ILO190 imzalanmıyor, kayyumlara ve Kürt kadınların kazanımlarının gasp edilmesine sistematik olarak devam edilirken, eski kocası tarafından öldürülen kadınlar için İçişleri Bakanı “kapıyı açmasalardı” diyebiliyor
Türkiye’de 25 Kasım eylemlilikleri esas olarak 25 Kasım’ın 1993’te BM tarafından “Uluslararası Kadına Yönelik Şiddet ile Mücadele Günü” olarak belirlenmesinin ardından Mor Çatı’nın güne ilişkin etkinlik-eylem düzenleme kararıyla, adım adım toplumsal muhalefetin gündemine girdi.

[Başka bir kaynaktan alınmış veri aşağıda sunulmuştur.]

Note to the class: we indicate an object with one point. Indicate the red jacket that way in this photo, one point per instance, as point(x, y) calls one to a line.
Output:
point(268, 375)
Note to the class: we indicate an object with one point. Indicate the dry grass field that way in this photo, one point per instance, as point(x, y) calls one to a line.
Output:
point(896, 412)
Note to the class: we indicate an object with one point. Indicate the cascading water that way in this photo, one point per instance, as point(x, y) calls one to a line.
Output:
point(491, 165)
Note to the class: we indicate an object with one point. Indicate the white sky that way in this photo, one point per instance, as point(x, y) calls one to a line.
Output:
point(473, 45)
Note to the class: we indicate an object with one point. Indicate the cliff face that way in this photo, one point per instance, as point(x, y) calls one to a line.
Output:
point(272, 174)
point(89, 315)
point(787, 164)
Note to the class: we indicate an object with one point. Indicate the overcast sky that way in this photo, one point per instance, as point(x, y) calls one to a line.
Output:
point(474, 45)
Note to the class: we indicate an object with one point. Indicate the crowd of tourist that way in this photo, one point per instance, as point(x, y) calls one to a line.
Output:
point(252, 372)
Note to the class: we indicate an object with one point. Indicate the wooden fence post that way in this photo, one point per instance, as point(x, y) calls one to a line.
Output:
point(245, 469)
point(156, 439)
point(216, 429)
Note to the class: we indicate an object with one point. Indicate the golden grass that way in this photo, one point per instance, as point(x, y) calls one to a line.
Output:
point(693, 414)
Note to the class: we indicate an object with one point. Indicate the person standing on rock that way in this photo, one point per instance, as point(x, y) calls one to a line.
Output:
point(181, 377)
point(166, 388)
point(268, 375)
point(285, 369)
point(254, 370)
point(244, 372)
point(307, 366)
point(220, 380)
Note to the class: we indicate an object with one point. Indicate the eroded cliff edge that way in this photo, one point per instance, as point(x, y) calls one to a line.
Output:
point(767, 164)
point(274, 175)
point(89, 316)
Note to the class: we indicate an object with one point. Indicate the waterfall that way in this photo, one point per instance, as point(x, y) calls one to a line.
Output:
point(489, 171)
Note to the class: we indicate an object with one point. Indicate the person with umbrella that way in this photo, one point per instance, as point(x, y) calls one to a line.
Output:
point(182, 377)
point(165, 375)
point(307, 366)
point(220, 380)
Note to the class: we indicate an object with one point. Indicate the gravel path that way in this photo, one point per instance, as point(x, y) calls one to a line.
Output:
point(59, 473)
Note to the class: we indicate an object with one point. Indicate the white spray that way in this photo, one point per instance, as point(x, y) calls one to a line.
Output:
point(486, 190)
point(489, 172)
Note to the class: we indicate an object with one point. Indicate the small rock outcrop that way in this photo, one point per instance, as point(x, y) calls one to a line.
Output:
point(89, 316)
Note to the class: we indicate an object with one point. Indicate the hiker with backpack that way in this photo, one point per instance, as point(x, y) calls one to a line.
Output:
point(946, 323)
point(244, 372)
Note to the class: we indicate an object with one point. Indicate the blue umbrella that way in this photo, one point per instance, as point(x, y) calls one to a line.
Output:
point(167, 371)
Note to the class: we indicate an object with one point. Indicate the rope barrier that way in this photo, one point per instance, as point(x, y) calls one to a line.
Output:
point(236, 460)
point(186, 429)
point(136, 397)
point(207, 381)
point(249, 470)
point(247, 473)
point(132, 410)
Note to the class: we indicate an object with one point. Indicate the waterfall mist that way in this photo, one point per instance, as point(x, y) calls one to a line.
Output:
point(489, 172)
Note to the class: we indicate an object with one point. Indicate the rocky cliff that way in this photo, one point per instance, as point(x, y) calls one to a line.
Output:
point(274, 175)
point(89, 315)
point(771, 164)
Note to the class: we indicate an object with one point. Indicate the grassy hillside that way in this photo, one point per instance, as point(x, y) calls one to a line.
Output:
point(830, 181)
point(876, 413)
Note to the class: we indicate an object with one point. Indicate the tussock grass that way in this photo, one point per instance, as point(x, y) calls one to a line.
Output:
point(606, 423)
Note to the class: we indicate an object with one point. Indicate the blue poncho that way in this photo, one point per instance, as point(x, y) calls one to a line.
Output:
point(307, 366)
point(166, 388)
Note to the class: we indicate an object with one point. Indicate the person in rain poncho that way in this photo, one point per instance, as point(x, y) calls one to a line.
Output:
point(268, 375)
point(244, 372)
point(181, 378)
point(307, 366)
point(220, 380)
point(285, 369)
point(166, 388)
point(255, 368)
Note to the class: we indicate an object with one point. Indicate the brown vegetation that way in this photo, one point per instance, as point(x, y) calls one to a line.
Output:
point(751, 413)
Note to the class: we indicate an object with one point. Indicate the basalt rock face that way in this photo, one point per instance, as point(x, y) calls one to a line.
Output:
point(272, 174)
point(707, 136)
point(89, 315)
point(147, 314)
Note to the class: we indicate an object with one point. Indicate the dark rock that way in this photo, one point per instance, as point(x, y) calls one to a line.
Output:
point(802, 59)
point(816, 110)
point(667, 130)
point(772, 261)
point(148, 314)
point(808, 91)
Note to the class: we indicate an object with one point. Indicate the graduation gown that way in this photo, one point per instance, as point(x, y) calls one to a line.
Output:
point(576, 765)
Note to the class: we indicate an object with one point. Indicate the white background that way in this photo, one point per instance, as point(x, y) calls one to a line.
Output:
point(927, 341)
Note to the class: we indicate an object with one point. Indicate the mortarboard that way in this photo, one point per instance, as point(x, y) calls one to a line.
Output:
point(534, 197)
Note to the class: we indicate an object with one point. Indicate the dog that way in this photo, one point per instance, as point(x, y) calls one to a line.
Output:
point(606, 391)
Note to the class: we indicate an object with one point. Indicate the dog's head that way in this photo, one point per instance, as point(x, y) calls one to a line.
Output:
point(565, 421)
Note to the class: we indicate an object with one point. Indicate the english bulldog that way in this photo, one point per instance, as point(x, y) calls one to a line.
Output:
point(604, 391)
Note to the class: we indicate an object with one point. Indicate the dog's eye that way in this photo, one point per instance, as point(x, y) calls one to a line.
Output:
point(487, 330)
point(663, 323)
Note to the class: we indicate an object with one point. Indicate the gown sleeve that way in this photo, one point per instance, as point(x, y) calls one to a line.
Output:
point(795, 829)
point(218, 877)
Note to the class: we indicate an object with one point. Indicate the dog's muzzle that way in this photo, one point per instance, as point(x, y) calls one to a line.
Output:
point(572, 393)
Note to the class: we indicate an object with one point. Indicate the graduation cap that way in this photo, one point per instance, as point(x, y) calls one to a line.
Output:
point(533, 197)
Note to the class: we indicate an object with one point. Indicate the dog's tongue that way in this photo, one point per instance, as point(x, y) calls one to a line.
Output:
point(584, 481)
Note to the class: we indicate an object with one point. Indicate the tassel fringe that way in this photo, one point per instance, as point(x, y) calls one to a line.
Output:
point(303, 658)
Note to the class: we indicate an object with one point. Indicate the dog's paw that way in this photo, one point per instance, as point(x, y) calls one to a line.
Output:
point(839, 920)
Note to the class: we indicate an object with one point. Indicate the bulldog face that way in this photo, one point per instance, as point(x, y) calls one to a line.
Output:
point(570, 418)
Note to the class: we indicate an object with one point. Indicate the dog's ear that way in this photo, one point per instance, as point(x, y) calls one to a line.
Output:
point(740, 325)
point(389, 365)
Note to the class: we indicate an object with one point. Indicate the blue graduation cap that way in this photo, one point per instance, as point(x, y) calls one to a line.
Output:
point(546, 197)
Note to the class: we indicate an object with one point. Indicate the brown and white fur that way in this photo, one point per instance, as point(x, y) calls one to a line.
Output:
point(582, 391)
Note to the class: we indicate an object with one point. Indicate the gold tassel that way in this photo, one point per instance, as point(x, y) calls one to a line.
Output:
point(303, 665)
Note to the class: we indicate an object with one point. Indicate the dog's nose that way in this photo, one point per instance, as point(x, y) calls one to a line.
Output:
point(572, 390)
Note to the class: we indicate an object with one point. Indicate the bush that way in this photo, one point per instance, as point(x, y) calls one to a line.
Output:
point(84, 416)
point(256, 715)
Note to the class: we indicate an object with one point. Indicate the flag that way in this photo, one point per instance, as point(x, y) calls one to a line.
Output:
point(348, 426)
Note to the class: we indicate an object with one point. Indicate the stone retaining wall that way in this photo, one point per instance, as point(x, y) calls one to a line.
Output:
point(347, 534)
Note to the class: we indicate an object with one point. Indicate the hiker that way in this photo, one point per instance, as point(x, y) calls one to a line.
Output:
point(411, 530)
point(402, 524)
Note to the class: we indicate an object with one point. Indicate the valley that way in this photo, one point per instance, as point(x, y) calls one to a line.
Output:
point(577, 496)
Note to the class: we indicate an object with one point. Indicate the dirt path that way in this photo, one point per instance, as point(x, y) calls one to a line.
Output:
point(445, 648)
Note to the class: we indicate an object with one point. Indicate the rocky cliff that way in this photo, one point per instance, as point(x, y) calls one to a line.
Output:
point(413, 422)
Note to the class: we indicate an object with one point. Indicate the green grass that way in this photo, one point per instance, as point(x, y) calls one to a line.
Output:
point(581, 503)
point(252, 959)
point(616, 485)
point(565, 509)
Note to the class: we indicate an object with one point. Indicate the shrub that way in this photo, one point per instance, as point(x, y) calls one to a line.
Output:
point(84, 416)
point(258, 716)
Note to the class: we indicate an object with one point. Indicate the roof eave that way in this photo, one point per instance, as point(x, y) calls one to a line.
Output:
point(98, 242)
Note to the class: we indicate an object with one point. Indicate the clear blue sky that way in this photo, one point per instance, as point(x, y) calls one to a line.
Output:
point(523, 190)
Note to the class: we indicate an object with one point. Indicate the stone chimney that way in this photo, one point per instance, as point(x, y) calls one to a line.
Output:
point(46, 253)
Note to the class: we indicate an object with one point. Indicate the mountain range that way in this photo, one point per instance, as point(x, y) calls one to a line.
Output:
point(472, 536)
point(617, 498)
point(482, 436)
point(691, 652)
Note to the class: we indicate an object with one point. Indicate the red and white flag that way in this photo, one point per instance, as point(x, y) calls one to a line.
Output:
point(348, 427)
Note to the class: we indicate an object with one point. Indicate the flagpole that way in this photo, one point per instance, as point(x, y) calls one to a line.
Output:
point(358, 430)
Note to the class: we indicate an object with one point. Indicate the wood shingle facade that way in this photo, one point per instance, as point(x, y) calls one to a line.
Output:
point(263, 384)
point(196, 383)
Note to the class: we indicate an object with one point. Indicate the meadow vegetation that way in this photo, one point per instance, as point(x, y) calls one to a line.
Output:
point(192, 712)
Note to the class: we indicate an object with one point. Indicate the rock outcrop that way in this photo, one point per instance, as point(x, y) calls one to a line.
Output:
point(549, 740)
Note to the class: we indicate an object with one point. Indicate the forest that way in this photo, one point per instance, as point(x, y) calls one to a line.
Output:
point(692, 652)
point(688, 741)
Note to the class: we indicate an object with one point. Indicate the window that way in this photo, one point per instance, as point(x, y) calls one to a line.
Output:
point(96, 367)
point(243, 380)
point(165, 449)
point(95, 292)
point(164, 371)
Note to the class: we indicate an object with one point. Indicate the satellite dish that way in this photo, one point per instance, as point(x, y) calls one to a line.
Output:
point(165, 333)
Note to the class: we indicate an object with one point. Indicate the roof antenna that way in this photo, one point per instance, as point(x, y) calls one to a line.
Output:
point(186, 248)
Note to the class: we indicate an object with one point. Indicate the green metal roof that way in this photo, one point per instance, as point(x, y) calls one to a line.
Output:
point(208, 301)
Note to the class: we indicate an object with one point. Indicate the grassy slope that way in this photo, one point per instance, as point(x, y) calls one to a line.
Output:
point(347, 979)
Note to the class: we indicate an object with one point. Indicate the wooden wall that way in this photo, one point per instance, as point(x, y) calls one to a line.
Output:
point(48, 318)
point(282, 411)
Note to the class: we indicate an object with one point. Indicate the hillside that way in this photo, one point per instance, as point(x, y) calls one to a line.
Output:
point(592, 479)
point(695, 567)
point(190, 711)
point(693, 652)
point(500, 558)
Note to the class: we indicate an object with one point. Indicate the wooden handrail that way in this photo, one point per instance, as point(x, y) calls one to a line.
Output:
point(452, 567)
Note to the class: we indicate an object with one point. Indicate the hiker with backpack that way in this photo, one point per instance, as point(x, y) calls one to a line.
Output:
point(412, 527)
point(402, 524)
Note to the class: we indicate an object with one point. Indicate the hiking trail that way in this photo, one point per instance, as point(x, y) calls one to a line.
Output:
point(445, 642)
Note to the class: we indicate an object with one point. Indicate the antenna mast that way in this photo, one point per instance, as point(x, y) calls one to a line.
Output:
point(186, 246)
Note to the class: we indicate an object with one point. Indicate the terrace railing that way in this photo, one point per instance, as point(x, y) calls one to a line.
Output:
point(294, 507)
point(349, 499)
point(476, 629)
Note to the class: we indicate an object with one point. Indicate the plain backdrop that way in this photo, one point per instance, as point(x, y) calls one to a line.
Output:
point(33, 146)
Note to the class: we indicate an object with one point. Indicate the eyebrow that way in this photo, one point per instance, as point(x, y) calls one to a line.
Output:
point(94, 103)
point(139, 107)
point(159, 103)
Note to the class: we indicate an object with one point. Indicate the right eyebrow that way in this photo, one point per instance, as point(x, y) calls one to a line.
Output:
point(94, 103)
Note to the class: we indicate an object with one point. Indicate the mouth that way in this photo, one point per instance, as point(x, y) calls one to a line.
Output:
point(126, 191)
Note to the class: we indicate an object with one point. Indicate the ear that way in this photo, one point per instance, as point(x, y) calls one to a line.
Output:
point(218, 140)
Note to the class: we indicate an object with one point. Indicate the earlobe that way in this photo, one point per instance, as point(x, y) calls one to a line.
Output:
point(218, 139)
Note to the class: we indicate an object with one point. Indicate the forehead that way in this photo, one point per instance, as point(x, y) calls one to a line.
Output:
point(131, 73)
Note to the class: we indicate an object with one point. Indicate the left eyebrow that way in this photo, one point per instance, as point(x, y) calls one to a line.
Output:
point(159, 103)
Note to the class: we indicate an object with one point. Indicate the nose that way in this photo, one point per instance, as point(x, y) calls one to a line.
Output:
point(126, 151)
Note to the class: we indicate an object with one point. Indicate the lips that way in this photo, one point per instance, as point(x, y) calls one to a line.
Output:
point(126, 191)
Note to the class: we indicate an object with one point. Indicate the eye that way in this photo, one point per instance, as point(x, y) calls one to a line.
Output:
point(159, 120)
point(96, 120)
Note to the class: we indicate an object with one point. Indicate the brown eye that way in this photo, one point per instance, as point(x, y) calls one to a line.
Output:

Sosyalist hareket ile feminist hareket arasındaki tartışma da ilerleyen yıllarda başladı. Uzun yıllar feminist hareket olarak “kadına yönelik şiddet” kavramını kullanıyorduk. 25 Kasımlarda Mirabel kardeşlerin maruz kaldığı şiddetin devletin paramiliter güçlerince uygulanmasının ötesinde, yaşadığımız topraklarda devletin kolluğunun ve paramiliter güçlerinin tarihsel olarak yaygın cinsel şiddeti nedeniyle “Erkek devlet şiddetine hayır” sloganı dövizlerde ve pankartlarda da hep yer alıyordu. İstanbul’da feminist hareketin 2007’de dayağa karşı yürüyüşün 20. yıl etkinliklerinde “kadına yönelik şiddet” yerine “erkek şiddeti” kavramını kullanmasının ardından 2007’den itibaren 25 Kasımlardaki ortak platformlarda da (tartışmalı toplantılar sonucu da olsa) erkek şiddeti kavramı kullanılmaya başlandı. O zamanki gerekçe [hatırladığım kadarıyla] somut olarak şiddetin failinin belirlenmesi, bizzat ailemizdeki erkekler olduğunun anlaşılması içindi. Bugün hiç kuşku yok ki hetero-patriayrakanın kendini yeniden üretmesinde erkek şiddetinin LGBTİ+’lara uygulanması da kavramın kapsamında sıklıkla vurgulanıyor.
Neden erkek şiddeti
Genel olarak tartışmalarda “erkek devlet” şiddetinin kabul görmesine rağmen bugün mücadelenin hedefine hiç kuşkusuz erkek devlet şiddeti koyarken erkek şiddeti kavramını ayrı bir başlık olarak altını çizerek belirtme ihtiyacı ortada. Çok derin analizler yapmadan anlatmaya çalışırsak erkek şiddeti kavramsallaştırması patriyarkanın/erkek egemen sitemin kapitalizmden ayrı iç dinamikleri olan bir sistem olduğu ve kendini yeniden üretmek için rızanın dışında şiddete de kurumsal olarak ihtiyaç duyduğu analizine dayanıyor. En bildik tezlerle söylersek evdeki işçi erkeğin evdeki işçi kadını dövmesinden sermayenin somut bir çıkarı yok. Evdeki erkeğin, kadını yaptığı yemeği beğenmediği için dövmesinde hiç kuşku yok ki kadının asli görevinin ev işleri olması ve aile denen kurumun yazılı hukukta yer almasa bile erkeğe yemeği beğenmediğinde kadına vurma hakkını tanıması belirleyici. Cinsel taciz faillerinin sadece işyerindeki patron ya da patron temsilcisi ustabaşılar değil bizzat beraber sınıf mücadelesinin parçası olduğumuz işçi erkekler, sokaktaki tanımadığımız adamlar ve hatta evdeki ailedeki babalar, abiler vd. olması gibi. Feminist mücadelenin yükselişi ve kadınların yaşadıkları şiddeti ve şiddet türlerini bilince çıkarmalarıyla 30-35 yıl öncesinden farklı şiddet türlerine karşı da mücadele ve bilinç yükseldi. Evet partner şiddeti 2. Dalga Feminist Hareket ile ilk sorgulanan şiddetti, ama son 15-20 yıldır özellikle flört şiddeti, hayır hayır demektir diye yükselttiğimiz sözümüzü artık “evet demediysem hayırdır” diye tamamlıyoruz.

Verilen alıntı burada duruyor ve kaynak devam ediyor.